In [39]:
import torch
import torch.nn as nn
import torch.optim as optim
from torchvision import datasets, transforms

# Define the neural network architecture
class Net(nn.Module):
    def __init__(self, params):
        super(Net, self).__init__()
        self.conv1 = nn.Conv2d(1, params[0], 3, padding=1)
        self.conv2 = nn.Conv2d(params[0], params[1], 3, padding=1)
        self.pool = nn.MaxPool2d(2, 2)
        self.conv3 = nn.Conv2d(params[1], params[2], 3, padding=1)
        self.conv4 = nn.Conv2d(params[2], params[3], 3, padding=1)
        self.fc1 = nn.Linear(3136, params[4])
        self.fc2 = nn.Linear(params[4], params[5])
        self.fc3 = nn.Linear(params[5], 10)
        self.relu = nn.ReLU()
        self.dropout = nn.Dropout(0.5)

    def forward(self, x):
        x = self.relu(self.conv1(x))
        x = self.relu(self.conv2(x))
        x = self.pool(x)
        x = self.relu(self.conv3(x))
        x = self.relu(self.conv4(x))
        x = self.pool(x)
        #flatten the input
        x = nn.Flatten()(x)
        x = self.relu(self.fc1(x))
        x = self.dropout(x)
        x = self.relu(self.fc2(x))
        x = self.fc3(x)
        return x

# Train the model
def train(data_loader, model, optimizer, num_epochs=50, train_temp=1, device='mps'):
    model.train()
    for epoch in range(num_epochs):
        print('Epoch:', epoch+1)
        epoch_loss = 0
        for images, labels in data_loader:
            images, labels = images.to(device), labels.to(device)
            optimizer.zero_grad()
            outputs = model(images)
            loss = nn.CrossEntropyLoss()(outputs/10, labels)
            loss.backward()
            optimizer.step()
            epoch_loss += loss.item()
        print('Loss:', epoch_loss/len(data_loader))
            

# Train the teacher model
def train_teacher(data_loader, params, num_epochs=50, batch_size=128, train_temp=30, device='mps'):
    model = Net(params).to(device)
    optimizer = optim.SGD(model.parameters(), lr=0.0001, momentum=0.9, weight_decay=1e-6, nesterov=True)
    train(data_loader, model, optimizer, num_epochs, train_temp, device)
    return model

# Train the student model using defensive distillation
def train_distillation(data_loader, params, num_epochs=50, batch_size=128, train_temp=1, device='mps'):
    teacher = train_teacher(data_loader, params, num_epochs, batch_size, train_temp, device)
    teacher.eval()
    student = Net(params).to(device)
    optimizer = optim.SGD(student.parameters(), lr=0.0001, momentum=0.9, weight_decay=1e-6, nesterov=True)

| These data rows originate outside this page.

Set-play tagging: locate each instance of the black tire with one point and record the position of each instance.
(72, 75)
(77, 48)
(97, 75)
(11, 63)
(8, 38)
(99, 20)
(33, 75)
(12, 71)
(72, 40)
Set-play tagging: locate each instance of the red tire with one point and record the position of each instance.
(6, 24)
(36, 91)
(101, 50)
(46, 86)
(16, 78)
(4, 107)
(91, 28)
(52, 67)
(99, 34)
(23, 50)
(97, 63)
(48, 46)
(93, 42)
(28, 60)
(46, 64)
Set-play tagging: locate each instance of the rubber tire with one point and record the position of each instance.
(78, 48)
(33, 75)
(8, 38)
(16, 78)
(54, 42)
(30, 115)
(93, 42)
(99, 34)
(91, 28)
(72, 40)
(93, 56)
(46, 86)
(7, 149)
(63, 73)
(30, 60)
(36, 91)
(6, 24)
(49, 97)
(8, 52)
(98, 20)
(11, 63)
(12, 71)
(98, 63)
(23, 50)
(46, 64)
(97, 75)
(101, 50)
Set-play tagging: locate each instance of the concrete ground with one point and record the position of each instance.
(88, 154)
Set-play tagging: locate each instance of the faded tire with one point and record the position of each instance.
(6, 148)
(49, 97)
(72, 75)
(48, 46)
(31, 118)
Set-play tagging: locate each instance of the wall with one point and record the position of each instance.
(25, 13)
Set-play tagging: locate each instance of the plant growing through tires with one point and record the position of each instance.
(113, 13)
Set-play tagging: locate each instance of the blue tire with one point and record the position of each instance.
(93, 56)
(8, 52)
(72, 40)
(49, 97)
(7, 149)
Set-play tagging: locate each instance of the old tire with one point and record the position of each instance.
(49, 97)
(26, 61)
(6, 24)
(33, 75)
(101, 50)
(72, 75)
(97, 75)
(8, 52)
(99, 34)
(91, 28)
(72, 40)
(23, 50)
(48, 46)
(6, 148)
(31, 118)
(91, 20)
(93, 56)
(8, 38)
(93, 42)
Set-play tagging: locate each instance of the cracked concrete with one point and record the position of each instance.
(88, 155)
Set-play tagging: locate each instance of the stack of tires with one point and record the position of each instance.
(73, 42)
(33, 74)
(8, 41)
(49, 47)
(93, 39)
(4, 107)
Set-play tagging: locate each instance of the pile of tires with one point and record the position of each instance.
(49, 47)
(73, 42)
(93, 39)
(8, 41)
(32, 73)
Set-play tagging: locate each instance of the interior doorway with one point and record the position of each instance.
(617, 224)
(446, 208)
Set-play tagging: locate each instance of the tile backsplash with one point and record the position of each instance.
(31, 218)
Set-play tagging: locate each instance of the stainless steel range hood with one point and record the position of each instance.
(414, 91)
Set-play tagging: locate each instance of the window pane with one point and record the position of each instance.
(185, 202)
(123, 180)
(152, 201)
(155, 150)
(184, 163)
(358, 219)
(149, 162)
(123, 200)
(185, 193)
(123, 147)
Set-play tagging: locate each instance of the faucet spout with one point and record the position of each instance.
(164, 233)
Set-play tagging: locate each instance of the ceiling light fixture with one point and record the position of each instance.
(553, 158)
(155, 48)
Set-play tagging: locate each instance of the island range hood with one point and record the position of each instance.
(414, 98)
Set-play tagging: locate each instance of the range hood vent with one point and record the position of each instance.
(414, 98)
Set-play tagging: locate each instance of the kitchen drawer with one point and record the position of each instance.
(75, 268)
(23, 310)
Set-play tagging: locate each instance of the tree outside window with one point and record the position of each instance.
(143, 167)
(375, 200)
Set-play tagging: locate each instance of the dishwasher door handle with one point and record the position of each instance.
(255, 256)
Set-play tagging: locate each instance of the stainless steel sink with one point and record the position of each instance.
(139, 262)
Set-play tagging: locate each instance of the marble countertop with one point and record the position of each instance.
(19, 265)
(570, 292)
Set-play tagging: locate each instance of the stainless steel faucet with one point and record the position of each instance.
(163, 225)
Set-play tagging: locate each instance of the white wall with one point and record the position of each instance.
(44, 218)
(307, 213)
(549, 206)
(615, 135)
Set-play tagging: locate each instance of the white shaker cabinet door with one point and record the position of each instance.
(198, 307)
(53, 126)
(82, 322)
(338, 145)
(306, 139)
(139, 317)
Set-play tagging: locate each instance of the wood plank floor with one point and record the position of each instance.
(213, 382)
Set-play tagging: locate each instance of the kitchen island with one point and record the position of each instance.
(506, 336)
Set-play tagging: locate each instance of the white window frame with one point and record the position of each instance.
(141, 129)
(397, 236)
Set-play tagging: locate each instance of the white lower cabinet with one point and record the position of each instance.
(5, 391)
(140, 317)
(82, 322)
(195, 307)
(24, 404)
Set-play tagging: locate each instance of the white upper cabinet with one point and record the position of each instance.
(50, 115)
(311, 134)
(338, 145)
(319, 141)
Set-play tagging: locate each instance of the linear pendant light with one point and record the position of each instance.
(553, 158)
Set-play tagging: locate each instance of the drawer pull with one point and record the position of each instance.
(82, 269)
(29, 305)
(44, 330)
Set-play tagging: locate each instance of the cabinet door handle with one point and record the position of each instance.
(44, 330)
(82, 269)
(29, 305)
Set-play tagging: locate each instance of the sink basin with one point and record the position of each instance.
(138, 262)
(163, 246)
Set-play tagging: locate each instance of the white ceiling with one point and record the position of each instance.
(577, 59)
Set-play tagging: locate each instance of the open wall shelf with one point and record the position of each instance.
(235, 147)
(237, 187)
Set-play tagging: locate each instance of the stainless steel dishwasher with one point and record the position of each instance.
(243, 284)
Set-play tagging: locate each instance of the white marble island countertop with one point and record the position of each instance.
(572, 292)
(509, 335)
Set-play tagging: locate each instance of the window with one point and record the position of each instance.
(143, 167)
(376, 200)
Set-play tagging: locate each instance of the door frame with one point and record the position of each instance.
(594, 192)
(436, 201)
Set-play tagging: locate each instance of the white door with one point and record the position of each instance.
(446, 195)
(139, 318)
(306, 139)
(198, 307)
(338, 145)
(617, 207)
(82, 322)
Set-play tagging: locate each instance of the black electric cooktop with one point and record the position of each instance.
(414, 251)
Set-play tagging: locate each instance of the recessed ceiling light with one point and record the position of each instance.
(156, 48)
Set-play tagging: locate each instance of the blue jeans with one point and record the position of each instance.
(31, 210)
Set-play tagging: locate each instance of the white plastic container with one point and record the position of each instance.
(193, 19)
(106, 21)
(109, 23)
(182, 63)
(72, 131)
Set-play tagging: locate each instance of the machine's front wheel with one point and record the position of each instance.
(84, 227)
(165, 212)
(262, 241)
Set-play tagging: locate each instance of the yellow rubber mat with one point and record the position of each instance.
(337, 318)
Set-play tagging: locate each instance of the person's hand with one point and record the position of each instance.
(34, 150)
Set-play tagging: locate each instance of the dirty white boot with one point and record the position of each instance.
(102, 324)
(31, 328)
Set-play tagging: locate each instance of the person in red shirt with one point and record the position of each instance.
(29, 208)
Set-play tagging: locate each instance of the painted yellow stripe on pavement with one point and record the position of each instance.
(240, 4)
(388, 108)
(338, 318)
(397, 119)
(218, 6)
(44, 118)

    # Evaluate the teacher's predictions on the training data
    student_data = torch.utils.data.DataLoader(
        datasets.MNIST('mnist_data', train=True, download=True, transform=transforms.ToTensor()),
        batch_size=batch_size, shuffle=True)

    teacher_outputs = []
    for images, _ in student_data:
        images = images.to(device)
        outputs = teacher(images)
        teacher_outputs.append(outputs.detach())
    teacher_outputs = torch.cat(teacher_outputs, dim=0)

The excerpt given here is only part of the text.